Suppose you have an enum class called Func, a class with a Func attribute and a Functions class containing a function template compute:
enum class Func
{
Sin,
Cos
// Others...
}
class Functions
{
public:
template<Func fn>
static inline double compute(const std::vector<double>& _args);
}
template<>
inline double compute<Func::Sin>(const std::vector<double>& _args)
{
return std::sin(std::accumulate(_args.begin(), _args.end(), 0.0));
}
template<>
inline double compute<Func::Cos>(const std::vector<double>& _args)
{
return std::cos(std::accumulate(_args.begin(), _args.end(), 0.0));
}
// More specialisations...
class Foo
{
private:
Func func;
double result;
public:
inline void compute(const std::vector<double>& _args)
{
result = Functions::compute<func>(_args);
// A few other operations follow.
}
}
I would like to call the appropriate specialised template from Functions by passing the func attribute.

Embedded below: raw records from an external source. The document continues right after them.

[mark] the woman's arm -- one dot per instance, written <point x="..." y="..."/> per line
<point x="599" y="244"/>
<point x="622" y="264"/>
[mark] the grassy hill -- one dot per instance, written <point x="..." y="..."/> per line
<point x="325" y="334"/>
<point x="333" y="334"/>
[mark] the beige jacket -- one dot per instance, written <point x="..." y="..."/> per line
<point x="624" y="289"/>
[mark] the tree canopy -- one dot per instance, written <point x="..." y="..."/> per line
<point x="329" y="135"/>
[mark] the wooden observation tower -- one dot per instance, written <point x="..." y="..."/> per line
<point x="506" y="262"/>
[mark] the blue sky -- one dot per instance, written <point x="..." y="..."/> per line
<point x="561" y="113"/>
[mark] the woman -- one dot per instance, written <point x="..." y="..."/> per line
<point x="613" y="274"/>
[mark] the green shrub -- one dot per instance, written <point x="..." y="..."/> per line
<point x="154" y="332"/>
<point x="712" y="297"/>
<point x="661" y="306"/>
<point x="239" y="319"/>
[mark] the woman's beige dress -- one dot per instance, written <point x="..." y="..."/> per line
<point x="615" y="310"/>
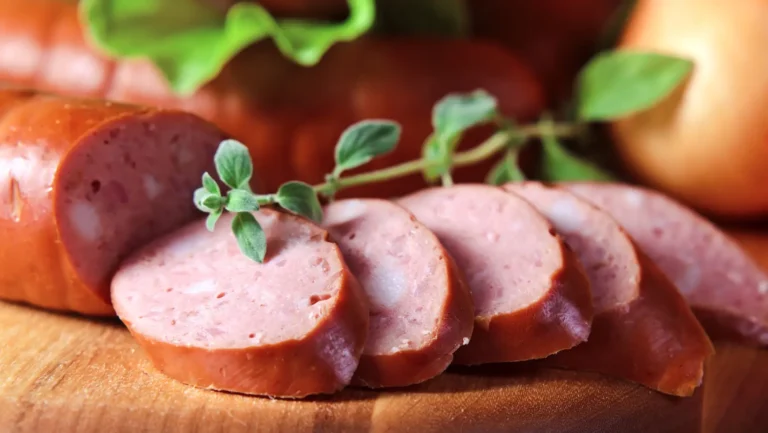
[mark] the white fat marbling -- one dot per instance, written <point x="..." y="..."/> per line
<point x="345" y="212"/>
<point x="85" y="220"/>
<point x="633" y="198"/>
<point x="567" y="216"/>
<point x="204" y="286"/>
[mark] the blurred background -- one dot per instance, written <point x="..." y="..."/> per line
<point x="704" y="143"/>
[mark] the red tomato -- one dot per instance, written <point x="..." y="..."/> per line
<point x="555" y="37"/>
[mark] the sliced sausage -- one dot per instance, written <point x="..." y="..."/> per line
<point x="82" y="184"/>
<point x="726" y="289"/>
<point x="391" y="78"/>
<point x="208" y="316"/>
<point x="420" y="307"/>
<point x="643" y="330"/>
<point x="531" y="296"/>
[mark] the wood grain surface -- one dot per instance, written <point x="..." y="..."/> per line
<point x="67" y="374"/>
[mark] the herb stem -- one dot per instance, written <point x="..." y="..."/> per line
<point x="496" y="143"/>
<point x="266" y="199"/>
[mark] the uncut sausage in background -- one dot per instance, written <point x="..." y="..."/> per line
<point x="273" y="105"/>
<point x="82" y="184"/>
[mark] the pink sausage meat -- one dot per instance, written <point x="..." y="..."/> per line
<point x="531" y="296"/>
<point x="420" y="309"/>
<point x="208" y="316"/>
<point x="724" y="286"/>
<point x="642" y="331"/>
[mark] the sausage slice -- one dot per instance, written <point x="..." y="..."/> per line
<point x="726" y="289"/>
<point x="208" y="316"/>
<point x="420" y="308"/>
<point x="531" y="296"/>
<point x="82" y="184"/>
<point x="643" y="330"/>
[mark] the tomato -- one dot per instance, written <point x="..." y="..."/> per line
<point x="555" y="37"/>
<point x="401" y="80"/>
<point x="706" y="144"/>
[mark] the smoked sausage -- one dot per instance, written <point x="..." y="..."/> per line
<point x="421" y="311"/>
<point x="726" y="289"/>
<point x="532" y="298"/>
<point x="82" y="184"/>
<point x="273" y="105"/>
<point x="208" y="316"/>
<point x="643" y="330"/>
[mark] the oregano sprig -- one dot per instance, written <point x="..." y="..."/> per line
<point x="649" y="77"/>
<point x="451" y="117"/>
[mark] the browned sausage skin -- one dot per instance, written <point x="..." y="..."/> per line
<point x="725" y="288"/>
<point x="83" y="184"/>
<point x="531" y="296"/>
<point x="274" y="105"/>
<point x="421" y="310"/>
<point x="642" y="331"/>
<point x="208" y="316"/>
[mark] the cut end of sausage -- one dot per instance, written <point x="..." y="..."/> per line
<point x="420" y="313"/>
<point x="126" y="183"/>
<point x="711" y="271"/>
<point x="292" y="326"/>
<point x="642" y="331"/>
<point x="604" y="250"/>
<point x="531" y="296"/>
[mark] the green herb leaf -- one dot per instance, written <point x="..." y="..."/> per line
<point x="233" y="163"/>
<point x="560" y="165"/>
<point x="210" y="184"/>
<point x="198" y="197"/>
<point x="190" y="42"/>
<point x="364" y="141"/>
<point x="437" y="155"/>
<point x="443" y="18"/>
<point x="210" y="222"/>
<point x="507" y="170"/>
<point x="457" y="113"/>
<point x="212" y="202"/>
<point x="616" y="84"/>
<point x="250" y="236"/>
<point x="239" y="200"/>
<point x="301" y="199"/>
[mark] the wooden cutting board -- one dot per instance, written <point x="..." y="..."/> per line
<point x="67" y="374"/>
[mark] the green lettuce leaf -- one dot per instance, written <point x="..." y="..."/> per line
<point x="190" y="43"/>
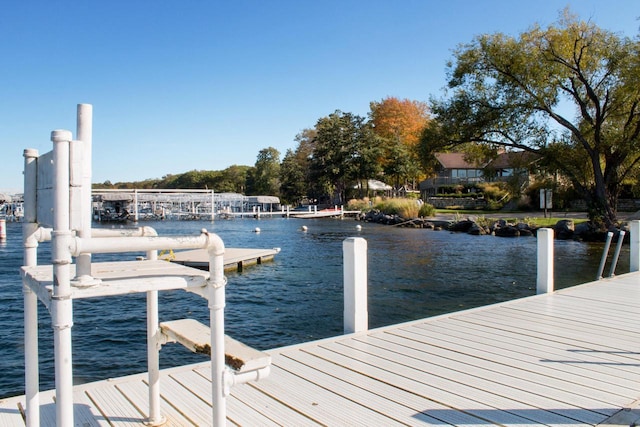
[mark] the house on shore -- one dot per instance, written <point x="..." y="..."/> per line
<point x="454" y="169"/>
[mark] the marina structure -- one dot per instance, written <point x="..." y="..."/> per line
<point x="563" y="358"/>
<point x="567" y="357"/>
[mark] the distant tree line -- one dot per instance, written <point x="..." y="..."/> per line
<point x="333" y="160"/>
<point x="568" y="93"/>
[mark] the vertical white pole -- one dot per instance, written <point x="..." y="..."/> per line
<point x="216" y="298"/>
<point x="213" y="205"/>
<point x="634" y="264"/>
<point x="153" y="360"/>
<point x="32" y="394"/>
<point x="84" y="133"/>
<point x="136" y="216"/>
<point x="153" y="356"/>
<point x="544" y="282"/>
<point x="61" y="303"/>
<point x="355" y="285"/>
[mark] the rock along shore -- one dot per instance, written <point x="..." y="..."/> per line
<point x="565" y="229"/>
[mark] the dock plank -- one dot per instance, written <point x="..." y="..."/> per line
<point x="583" y="371"/>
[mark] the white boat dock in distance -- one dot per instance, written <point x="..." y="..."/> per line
<point x="568" y="358"/>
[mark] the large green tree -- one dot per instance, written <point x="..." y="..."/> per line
<point x="569" y="92"/>
<point x="294" y="169"/>
<point x="345" y="151"/>
<point x="264" y="178"/>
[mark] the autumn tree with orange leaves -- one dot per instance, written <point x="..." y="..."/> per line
<point x="400" y="124"/>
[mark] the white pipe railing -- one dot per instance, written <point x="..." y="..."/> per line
<point x="30" y="244"/>
<point x="61" y="303"/>
<point x="634" y="243"/>
<point x="545" y="268"/>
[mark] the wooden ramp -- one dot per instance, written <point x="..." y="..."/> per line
<point x="234" y="258"/>
<point x="571" y="358"/>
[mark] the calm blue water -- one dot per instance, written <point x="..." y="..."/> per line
<point x="413" y="273"/>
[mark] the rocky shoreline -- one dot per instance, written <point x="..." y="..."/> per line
<point x="565" y="229"/>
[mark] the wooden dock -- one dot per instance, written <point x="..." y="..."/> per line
<point x="571" y="358"/>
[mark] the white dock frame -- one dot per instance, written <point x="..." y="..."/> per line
<point x="58" y="208"/>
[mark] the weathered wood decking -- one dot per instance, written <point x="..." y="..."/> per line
<point x="565" y="359"/>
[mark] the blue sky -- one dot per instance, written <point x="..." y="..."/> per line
<point x="184" y="85"/>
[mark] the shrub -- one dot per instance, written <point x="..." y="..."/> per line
<point x="426" y="210"/>
<point x="405" y="208"/>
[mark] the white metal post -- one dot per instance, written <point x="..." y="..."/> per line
<point x="216" y="298"/>
<point x="84" y="133"/>
<point x="544" y="280"/>
<point x="356" y="316"/>
<point x="634" y="264"/>
<point x="32" y="393"/>
<point x="153" y="353"/>
<point x="61" y="303"/>
<point x="153" y="360"/>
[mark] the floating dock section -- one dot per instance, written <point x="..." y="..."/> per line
<point x="234" y="258"/>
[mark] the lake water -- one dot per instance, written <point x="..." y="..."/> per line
<point x="413" y="273"/>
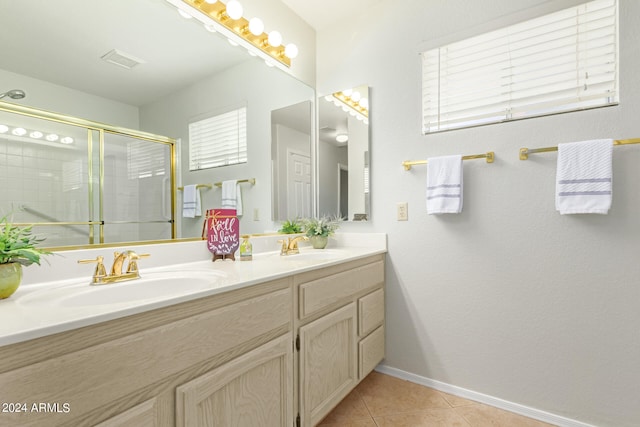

However, this doesn't work because func is not known at compile time. I get the following error in clang:
candidate template ignored: invalid explicitly-specified argument for template parameter 'fn'
^
I believe that I can achieve this by making the compute method in Foo a template as well and specialising for each Func:
class Foo
{
private:
Func func;
double result;
public:
template<Func fn>
inline void compute(const std::vector<double>& _args)
{
result = Functions::compute<fn>(_args);
// A few other operations follow.
}
}
template<>
inline void compute<Func::Sin>()(const std::vector<double>& _args)
{
result = Functions::compute<Func::Sin>(_args);
}
template<>
inline void compute<Func::Cos>()(const std::vector<double>& _args)
{
result = Functions::compute<Func::Cos>(_args);
}
// Etc.
However, this defeats the purpose because I would like to use the func attribute in Foo. Also, I would like to avoid the double handling because Foo::compute() performs a few more operations, which I would have to copy into each specialisation.
Is there any way to achieve this functionality by using the func attribute?